Throughout the tournament the pain got significantly worse, which lead me to withdraw and seek immediate diagnosis. I flew back to Brisbane and after initial tests, it became clear I had torn my entire rotator cuff and would need a shoulder reconstruction to allow me to continue to play competitive tennis.


Understandably, I was completely devastated.


I had shoulder reconstruction in the hope I could continue my dream of playing professionally. I was in a sling for 6 weeks and once I was given permission to take it off I began a long and tedious journey to recovery.  

Once I built the strength back in my shoulder with the help of thera-bands and light-weighted exercises I began easing back into my usual exercises.
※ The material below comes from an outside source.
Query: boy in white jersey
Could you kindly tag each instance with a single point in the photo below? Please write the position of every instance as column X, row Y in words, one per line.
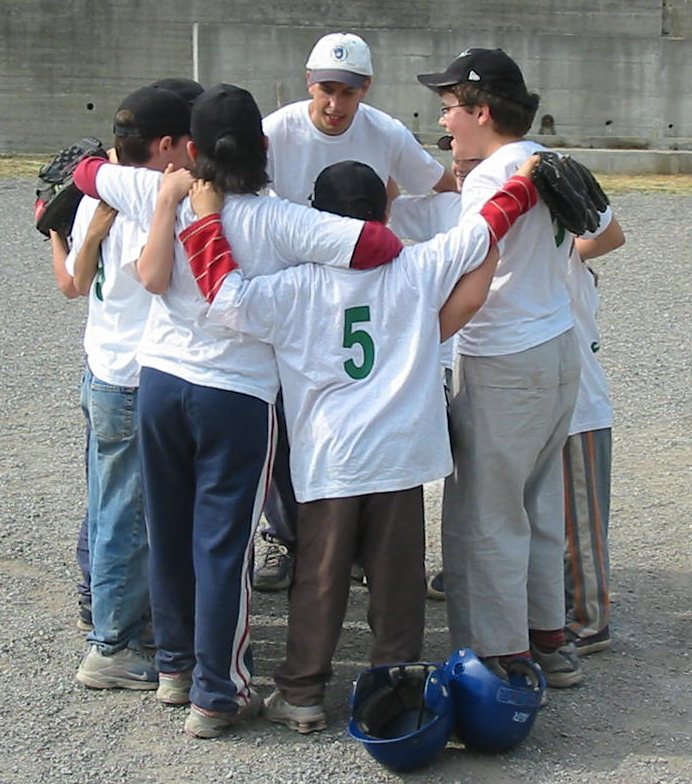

Very quickly I realised it wasn’t going to be a painless experience, and I had to tweak the movements I was doing to avoid putting stress on my shoulder.


I cannot stress enough how important it is to seek medical advice prior to commencing an exercise regime and to get guidance as to what program may be possible.  


In my experience I found that I could train with a shoulder injury and reconstruction by doing the following:

1. Get expert advice

Before training, I worked with a Goodlife Fitness Professional who provided me with exercise alternatives I could use so as not to strain my shoulder.

2. Warm up

Whether it’s a basic warm up on the cardio machines or using the thera-band exercises, warming up prepares the body for exercise.

3. Use proper technique

Lock shoulders in a tight and stable position – this will help avoid further damage. Check with a Goodlife Fitness Professional if you’re unsure.

4. Train smarter

Focus on exercises that will build endurance. This will limit fatigue, mistakes and bad technique.

5. Perfect your posture

Learn correct posture and avoid shoulder hunching

6. Lift light weights

Incorporate high repetitions with light weights will help to build endurance and strengthen the smaller stabilising muscles.

7. Variety is key

Engaging in a variety of exercises is key to avoid overuse of the shoulders

8. Be aware of your Body

Learn to listen to your body and be prepared to take rest days as necessary and this is vital to allow your muscles to repair.

9. Invest in massages

Massages are great to loosen up your body, to avoid stress in areas which may affect your injury.

10. Get assessed

Regular medical/physiotherapy assessments to monitor your progress

Even after surgery and ongoing rehab, I still struggle with pain in my shoulder and am not able to participate in competitive tennis again. With the help of Goodlife Health Clubs I can now utilise their wide variety of equipment, classes and support from trainers to continue making my shoulder stronger and mobile.